I was Almost Bamboozled by Automatic Backups
My journey exploring de-duplicating backup tools for Linux.
I hope this article helps anyone having issues with Duplicity that would open to trying out some of its more modern alternatives.
When I first setup my Homelab around a old tower PC running TrueNAS Scale in 2023 I was ecstatic about the all the different things I could use it for. Chief among them being that I could try out this cool backup tool called Duplicity that I was told about in a Linux IT class. The instructor, a kind bearded fellow, truly every stereotype of a Linux admin boiled into one regaled how this tool could perform incremental backups and upload to even untrusted computers by encrypting the backups sent. To be exact, Duplicity uses the same tech as rsync to first make a full backup of the system followed by incremental backups that reference the previous backups. I thought the idea of sending only the data that changed in a snapshot was really cool for its speed and storage savings. Unfortunately, not having an extra computer at the time to use for backups prevented me from really pursuing it then.
Digging Myself Into a Hole
With my NAS running and an NFS share setup to a Debian VM I finally could see what this backup tool could do. On my main laptop at the time I was using NixOS ( Shudders in terror ) so I used the services.duplicity ( API ) module which setups up systemd service for automatically running Duplicity backups. As far as anything Nix goes it went well and I had configured the service for daily backups. I could finally sit back in my chair satisfied that I was efficiently utilizing my new NAS with automatic incremental backups.
Something I did notice that was odd was that this NixOS module didn’t allow you to create an arbitrary number of distinct Duplicity instances pointed to different root paths, just the one.
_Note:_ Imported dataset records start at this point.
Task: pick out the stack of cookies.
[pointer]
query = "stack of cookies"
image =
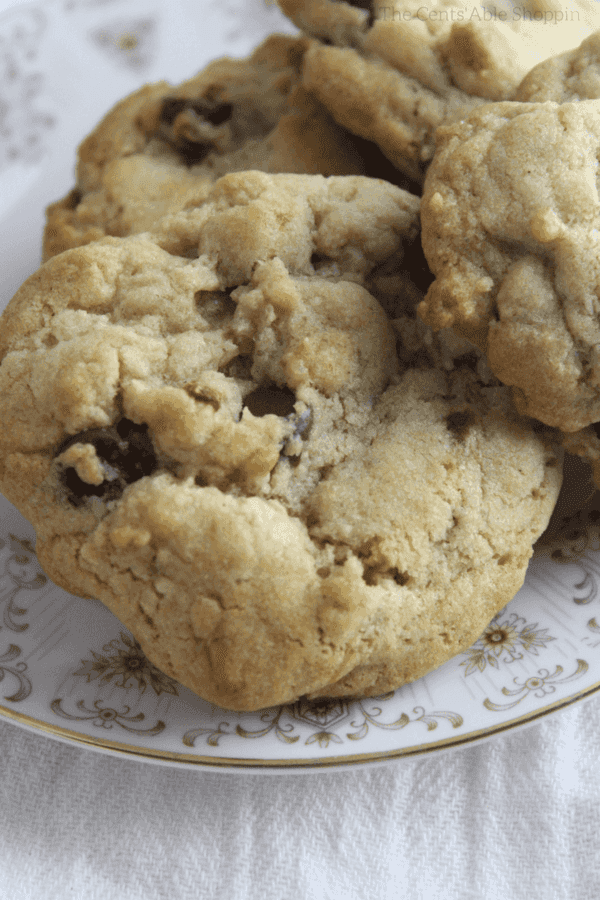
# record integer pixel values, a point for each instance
(291, 390)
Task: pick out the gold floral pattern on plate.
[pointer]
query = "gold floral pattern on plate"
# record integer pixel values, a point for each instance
(17, 671)
(77, 663)
(124, 662)
(544, 682)
(321, 716)
(505, 639)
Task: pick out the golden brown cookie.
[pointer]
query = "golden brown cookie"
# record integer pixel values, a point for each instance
(393, 73)
(211, 431)
(510, 219)
(164, 146)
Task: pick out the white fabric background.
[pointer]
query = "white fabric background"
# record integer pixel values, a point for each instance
(515, 818)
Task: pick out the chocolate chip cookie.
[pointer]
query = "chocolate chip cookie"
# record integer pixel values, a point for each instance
(212, 431)
(393, 73)
(163, 147)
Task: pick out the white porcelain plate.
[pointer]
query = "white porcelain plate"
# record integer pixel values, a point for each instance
(67, 666)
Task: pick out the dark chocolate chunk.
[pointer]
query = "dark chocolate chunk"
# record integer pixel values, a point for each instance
(126, 453)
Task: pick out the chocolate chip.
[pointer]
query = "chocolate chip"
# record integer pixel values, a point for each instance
(279, 401)
(183, 123)
(126, 454)
(459, 423)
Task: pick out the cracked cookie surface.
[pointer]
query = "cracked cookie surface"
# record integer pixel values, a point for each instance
(565, 78)
(510, 217)
(163, 147)
(393, 73)
(212, 432)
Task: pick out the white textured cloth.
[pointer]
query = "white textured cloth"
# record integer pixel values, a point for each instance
(515, 818)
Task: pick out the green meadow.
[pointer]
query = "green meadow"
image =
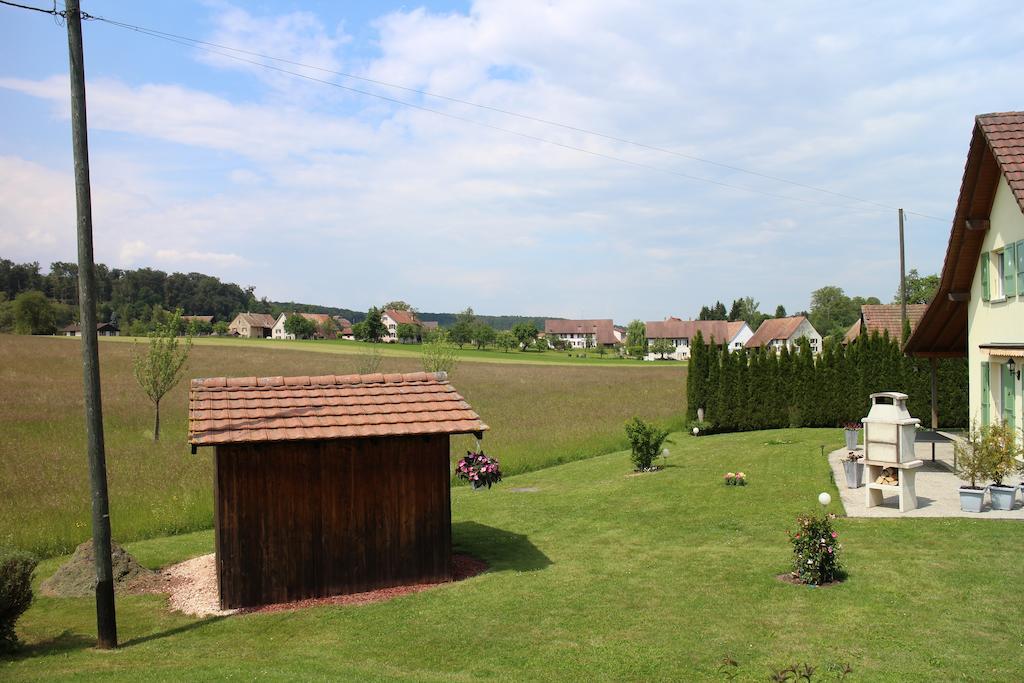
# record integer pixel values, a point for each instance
(540, 414)
(599, 574)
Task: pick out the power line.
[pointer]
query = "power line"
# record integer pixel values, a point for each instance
(165, 35)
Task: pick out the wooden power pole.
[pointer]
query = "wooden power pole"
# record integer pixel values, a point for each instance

So using the little Nix I knew I scrapped together my own bespoke module based on the original that could create multiple systemd services for distinct Duplicity jobs. Finally, once again, I could rest easy knowing that if in the future I needed distinct jobs I could ust this module to quickly add them.
Then I actually used my laptop for some time and I noticed something. It was slow, I even tried using the experimental parallel uploads feature to no avail and exhausted all of the performance flags I could find. This was all despite my internet being more than fast enough to rsync or scp my files to my server without issue. Furthermore, whatever feature that allowed Duplicity to resume incomplete backups, like say if I put my laptop to sleep as you do on the regular seemed to not be working that well. I wouldn’t be shocked if this was a NixOS issue somehow. The bottom line was that between those two issues in the span of a month I couldn’t even finish the initial full upload Duplicity required before it could start using smaller incremental backups.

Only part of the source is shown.